The sound is all pretty good, with the guitars being a bit
thicker than the Thrash metal standard, giving some tracks a real grinding,
sonic heaviness that is decried by some as being that nu/groove metal trait
that makes music of that type completely isolated from the rest of the metal
spectrum. It’s that guitar sound that makes people deride the 90’s output of
Overkill and Testament and Anthrax and others as trendhopping to follow
Pantera; for Volume 8 this is
complicated by the guest appearance of Dimebag Darrell, whose sound doesn’t
exactly jump out of the mix, so similar is the general guitar sound on the
album. Jon Bush does a solid job vocally and the rhythm section does just fine.

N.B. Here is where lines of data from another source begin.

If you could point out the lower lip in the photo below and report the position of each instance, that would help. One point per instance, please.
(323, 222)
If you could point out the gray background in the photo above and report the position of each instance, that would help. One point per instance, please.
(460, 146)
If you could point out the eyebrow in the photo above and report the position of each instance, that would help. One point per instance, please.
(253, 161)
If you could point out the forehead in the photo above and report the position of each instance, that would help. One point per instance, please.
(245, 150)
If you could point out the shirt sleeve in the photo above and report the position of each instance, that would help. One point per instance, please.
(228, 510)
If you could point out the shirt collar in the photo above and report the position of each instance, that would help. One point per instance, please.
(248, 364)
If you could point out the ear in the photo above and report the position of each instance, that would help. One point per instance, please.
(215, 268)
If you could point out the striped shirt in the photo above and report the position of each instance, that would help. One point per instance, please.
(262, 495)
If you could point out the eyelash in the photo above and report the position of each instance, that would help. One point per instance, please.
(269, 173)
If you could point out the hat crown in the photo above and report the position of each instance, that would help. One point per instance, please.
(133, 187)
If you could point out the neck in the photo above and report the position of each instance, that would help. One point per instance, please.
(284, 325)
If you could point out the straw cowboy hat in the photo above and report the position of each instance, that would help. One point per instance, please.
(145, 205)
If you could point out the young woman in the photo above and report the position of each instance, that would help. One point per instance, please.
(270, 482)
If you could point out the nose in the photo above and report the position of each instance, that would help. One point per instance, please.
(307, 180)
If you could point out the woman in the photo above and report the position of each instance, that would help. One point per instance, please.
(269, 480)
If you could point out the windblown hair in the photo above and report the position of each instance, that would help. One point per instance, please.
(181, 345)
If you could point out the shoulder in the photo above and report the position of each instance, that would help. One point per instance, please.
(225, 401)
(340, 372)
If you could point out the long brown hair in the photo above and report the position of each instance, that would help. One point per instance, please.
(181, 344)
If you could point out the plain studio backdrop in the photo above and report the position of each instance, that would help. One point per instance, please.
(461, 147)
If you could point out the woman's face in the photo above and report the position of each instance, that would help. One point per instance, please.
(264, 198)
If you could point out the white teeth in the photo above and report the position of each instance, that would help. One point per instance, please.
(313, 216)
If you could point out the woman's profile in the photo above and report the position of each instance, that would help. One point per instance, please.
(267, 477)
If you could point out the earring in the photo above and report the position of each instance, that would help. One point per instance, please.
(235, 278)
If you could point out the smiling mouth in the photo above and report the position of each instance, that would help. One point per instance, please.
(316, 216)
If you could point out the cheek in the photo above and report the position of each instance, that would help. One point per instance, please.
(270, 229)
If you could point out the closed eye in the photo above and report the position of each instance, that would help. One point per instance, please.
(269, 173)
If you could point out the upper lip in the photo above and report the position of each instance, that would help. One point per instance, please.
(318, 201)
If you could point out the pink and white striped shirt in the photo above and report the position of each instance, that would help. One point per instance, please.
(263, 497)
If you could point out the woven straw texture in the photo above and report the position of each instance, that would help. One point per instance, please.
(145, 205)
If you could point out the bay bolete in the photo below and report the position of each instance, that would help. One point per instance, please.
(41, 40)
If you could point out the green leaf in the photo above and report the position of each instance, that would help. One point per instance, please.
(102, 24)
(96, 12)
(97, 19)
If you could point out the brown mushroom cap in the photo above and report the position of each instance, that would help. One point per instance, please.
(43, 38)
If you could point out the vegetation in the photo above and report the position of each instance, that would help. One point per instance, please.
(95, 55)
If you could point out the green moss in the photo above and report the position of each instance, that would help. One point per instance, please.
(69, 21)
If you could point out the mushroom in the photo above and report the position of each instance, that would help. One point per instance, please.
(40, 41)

The lyrics at times are plain old dumb, kind of making me wince for a second,
but they don’t not work for the songs. You know what I mean. There are cool
moments on the record, where drums and bass do something just a bit different
for a second or two, and they really catch your ear before they vanish back
into a simpler, more linear songwriting than 80’s Thrash. Kind of more
intricate than 90’s mainstream metal, but noticeably and immediately flatter,
mostly lacking in wild solos and lively riffs.

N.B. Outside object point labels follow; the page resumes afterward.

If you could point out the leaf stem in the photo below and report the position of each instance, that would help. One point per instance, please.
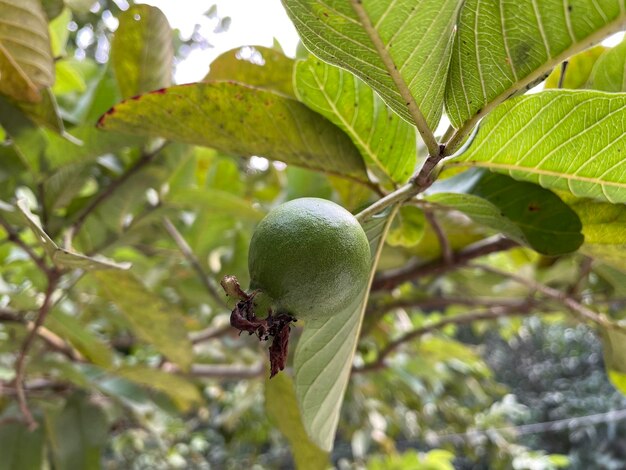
(392, 69)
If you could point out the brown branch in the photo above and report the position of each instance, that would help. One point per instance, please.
(185, 249)
(20, 363)
(390, 279)
(494, 313)
(14, 237)
(144, 159)
(444, 244)
(572, 304)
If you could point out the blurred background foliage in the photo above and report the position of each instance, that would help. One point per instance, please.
(99, 382)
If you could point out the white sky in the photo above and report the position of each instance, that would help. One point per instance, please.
(254, 23)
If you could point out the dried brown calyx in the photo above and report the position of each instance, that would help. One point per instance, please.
(274, 326)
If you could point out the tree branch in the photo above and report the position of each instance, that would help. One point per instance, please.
(569, 302)
(390, 279)
(144, 159)
(20, 363)
(499, 311)
(185, 249)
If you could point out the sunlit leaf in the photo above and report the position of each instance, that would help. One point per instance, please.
(414, 40)
(525, 212)
(240, 120)
(323, 357)
(257, 66)
(387, 142)
(504, 48)
(282, 409)
(26, 65)
(152, 319)
(142, 51)
(563, 140)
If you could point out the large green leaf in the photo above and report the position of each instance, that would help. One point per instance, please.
(26, 65)
(325, 351)
(525, 212)
(239, 120)
(142, 52)
(609, 72)
(152, 319)
(385, 140)
(21, 449)
(77, 434)
(257, 66)
(502, 48)
(577, 71)
(400, 48)
(604, 228)
(282, 409)
(563, 140)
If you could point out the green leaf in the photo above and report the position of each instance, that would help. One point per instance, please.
(142, 51)
(324, 354)
(501, 49)
(410, 230)
(184, 393)
(152, 319)
(77, 434)
(577, 71)
(609, 72)
(21, 448)
(563, 140)
(256, 66)
(26, 64)
(282, 409)
(215, 201)
(87, 343)
(239, 120)
(61, 256)
(525, 212)
(386, 141)
(604, 228)
(415, 39)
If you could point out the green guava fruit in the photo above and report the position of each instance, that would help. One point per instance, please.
(310, 256)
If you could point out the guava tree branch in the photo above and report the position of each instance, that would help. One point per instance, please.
(187, 252)
(20, 363)
(390, 279)
(568, 301)
(499, 311)
(144, 160)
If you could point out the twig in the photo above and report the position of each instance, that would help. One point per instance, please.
(446, 249)
(14, 237)
(499, 311)
(20, 364)
(555, 294)
(185, 249)
(390, 279)
(144, 160)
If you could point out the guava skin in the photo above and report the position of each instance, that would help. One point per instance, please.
(310, 256)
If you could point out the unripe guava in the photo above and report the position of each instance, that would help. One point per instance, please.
(310, 256)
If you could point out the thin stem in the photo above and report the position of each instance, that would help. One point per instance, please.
(187, 252)
(390, 279)
(446, 249)
(568, 301)
(494, 313)
(14, 237)
(144, 160)
(394, 73)
(20, 364)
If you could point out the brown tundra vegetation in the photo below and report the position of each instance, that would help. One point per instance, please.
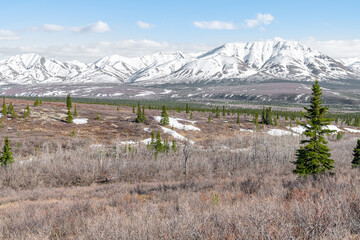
(239, 186)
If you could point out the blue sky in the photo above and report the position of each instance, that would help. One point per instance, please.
(87, 30)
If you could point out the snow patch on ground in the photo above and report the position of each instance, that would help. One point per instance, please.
(173, 122)
(352, 130)
(302, 129)
(246, 130)
(146, 93)
(80, 120)
(279, 132)
(175, 134)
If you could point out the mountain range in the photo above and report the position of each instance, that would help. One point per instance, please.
(252, 61)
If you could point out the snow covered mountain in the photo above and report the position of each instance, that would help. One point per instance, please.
(353, 64)
(278, 59)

I have pretty vivid memories of putting this CD in my
Discman and walking west from the Addison Red Line stop (Wrigley Field, for you
non-Chicagoans) rather than waiting for
CTA bus that seemingly never came in the winter of 1998 and really
enjoying it. I hadn’t paid much attention to the preceding albums and this one
had caught me by surprise. I’d seen the Twilight
Zone inspired video for “Inside Out,” Scott and Jon aping the classic “Nightmare
at 20,000 Feet”. It was a weird time in my life, and the long walks in winter
evening dark, smoking a lot of cigarettes and listening to music always did me
good. And I just don’t understand the amount of hate that the 80’s bands got
for changing in the 90’s. Long before the proliferation of Internet hyperbole
and hatred for pretty much everything, fans across the scene would argue the
merits of changing lanes, and how much this meant bands had sold out. I’ve
always found this idea stupid: bands do whatever they want to do, and really
don’t have any obligation to you to always do what you like. Anthrax seemed to
know this earlier than most of their peers, and never heeded the cries against
them doing so. Most bands aren’t going to write Spreading the Disease again and again for 30 years, and that’s
really alright.
So maybe Volume 8
is 90’s Anthrax. It could have been worse, as we know from most mainstream 90’s
metal. It could have been better, but it isn’t bad.